Republicans defending President Trump have seized upon the general unfamiliarity with this history to throw sand in the eyes of the public and even members of Congress, arguing that the import of the phrase “high crimes and misdemeanors” is that a statutory  criminal act must be shown to have been committed in order to obtain a conviction, that the standards of proof of an ordinary criminal proceeding—evidence beyond a reasonable doubt—must be shown, that flaws in the preliminary investigation taint an impeachment such that the indictment must be thrown out, and much more nonsense.

They succeeded, as successful criminal defence attorneys can do, in casting enough doubt on the prosecution to permit the Republican caucus in the Senate to prevent a conviction of the president for behaviour that almost certainly merited his impeachment. At present, his approval ratings have significantly increased and his theatrical poses as the maligned innocent have attained even greater heights of pained
oppression.

Was there anything the House managers, the prosecutors, could have done to avert this farce?

Perhaps they should have gone to the courts to enforce a subpoena against the president’s former national security adviser, John Bolton, who is reported to have confirmed in his unpublished book that Trump did indeed withhold military assistance to Ukraine in order to compel the Ukrainian government into announcing a baseless investigation into former Vice-President Joe Biden, at the time Trump’s likeliest opponent in the upcoming presidential election. But such a resort to the courts would have been time-consuming and might have pushed off impeachment proceedings into the summer, interfering with the election campaign.
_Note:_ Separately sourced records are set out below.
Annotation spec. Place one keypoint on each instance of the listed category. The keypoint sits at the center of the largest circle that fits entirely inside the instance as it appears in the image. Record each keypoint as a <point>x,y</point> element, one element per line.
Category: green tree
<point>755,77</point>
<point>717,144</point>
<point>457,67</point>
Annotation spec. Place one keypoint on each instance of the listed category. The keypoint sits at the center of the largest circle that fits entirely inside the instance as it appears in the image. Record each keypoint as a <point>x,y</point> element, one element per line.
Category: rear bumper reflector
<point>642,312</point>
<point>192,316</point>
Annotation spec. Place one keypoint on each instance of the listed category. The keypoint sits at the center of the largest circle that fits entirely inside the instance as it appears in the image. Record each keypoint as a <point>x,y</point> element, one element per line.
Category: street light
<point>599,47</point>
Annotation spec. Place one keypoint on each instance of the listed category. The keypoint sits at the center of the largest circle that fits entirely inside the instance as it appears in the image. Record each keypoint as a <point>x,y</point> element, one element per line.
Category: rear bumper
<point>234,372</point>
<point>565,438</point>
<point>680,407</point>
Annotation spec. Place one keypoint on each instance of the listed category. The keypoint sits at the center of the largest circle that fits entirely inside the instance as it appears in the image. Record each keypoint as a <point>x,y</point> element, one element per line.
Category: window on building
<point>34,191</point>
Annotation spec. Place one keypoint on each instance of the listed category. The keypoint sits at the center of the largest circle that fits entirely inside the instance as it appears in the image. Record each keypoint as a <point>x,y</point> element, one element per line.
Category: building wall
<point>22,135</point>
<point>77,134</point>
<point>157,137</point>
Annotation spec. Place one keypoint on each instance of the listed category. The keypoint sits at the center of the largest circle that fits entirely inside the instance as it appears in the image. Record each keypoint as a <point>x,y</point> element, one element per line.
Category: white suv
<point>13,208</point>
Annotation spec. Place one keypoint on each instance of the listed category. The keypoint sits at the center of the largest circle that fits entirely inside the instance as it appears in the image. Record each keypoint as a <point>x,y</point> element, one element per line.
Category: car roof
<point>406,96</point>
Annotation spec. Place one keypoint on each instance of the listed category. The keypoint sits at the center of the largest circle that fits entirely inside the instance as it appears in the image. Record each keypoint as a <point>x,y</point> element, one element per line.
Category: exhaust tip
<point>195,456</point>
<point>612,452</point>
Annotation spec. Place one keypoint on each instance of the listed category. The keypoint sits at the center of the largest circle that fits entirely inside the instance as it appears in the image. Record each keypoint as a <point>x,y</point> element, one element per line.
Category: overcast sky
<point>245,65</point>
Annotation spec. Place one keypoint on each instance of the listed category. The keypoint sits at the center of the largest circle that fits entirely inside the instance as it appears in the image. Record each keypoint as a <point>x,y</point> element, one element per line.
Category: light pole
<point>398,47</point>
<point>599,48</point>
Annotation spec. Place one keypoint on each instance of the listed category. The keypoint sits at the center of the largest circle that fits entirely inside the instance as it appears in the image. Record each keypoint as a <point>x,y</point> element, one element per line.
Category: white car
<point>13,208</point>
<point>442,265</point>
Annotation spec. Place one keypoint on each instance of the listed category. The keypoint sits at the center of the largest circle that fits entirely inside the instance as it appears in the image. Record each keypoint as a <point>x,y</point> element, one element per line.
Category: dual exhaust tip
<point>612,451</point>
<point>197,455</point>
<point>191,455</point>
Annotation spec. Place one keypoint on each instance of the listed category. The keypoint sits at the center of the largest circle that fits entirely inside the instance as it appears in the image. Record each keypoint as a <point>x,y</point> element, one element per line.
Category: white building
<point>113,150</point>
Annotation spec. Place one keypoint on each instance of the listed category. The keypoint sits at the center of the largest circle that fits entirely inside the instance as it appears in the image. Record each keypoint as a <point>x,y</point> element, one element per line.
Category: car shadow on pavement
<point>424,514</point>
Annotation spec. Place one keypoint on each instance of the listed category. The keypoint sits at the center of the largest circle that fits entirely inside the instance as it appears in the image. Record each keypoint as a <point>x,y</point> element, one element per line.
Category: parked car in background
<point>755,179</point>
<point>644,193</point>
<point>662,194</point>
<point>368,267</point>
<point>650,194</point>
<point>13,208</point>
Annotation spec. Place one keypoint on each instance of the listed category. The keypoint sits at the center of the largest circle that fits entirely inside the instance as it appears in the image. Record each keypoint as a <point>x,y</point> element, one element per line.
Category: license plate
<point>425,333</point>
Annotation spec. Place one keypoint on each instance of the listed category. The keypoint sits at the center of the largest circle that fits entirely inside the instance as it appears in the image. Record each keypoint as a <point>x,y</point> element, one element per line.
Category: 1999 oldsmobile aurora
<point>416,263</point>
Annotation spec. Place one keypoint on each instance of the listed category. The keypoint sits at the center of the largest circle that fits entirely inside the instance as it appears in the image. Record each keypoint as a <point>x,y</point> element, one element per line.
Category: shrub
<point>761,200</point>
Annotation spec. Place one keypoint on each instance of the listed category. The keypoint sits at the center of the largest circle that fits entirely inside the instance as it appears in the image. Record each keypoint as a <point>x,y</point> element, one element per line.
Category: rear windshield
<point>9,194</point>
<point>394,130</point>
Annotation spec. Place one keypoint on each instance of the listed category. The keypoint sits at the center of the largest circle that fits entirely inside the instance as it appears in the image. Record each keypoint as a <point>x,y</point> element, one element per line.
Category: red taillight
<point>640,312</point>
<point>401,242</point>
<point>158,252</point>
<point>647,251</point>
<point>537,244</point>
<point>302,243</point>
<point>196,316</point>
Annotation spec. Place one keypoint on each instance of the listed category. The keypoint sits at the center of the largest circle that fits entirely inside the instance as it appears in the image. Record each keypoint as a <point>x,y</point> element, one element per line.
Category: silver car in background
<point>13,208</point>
Certainly the House managers should have focused more clearly on the constitutional crime—for so it is—of impounding congressionally appropriated funds. By resting the case on vague “abuses of power” the prosecutors left room for doubt whether the charges were too broad and would remove a president for self-serving but ordinary politics.

Or perhaps the bill of impeachment should never have been sent to the Senate where the majority leader, who controls the docket there, had already said, “I’m not an impartial juror. This is a political process. There is nothing judicial about it. I would anticipate we will have a largely partisan outcome in the Senate. I’m not impartial about this at all.”

In 1841, following the death of President William Henry Harrison, Harrison’s vice-president John Tyler succeeded to the presidency. He quickly alienated many members of Harrison’s party when he vetoed two important pieces of legislation. The following year an impeachment resolution was introduced in the House and a House select committee, headed by former President John Quincy Adams, was formed. Though Adams was convinced of the grounds for impeachment, he refused to propose an impeachment resolution on the grounds that it would be defeated in the Senate. Perhaps Speaker Nancy Pelosi, who was wise to pause before sending the Trump impeachment to the Senate, should have simply tabled it [in the American sense, meaning to stall it] in the House.

In any case, the matter will now be sent to the American people—in yet another example of a popular referendum replacing the rule of law.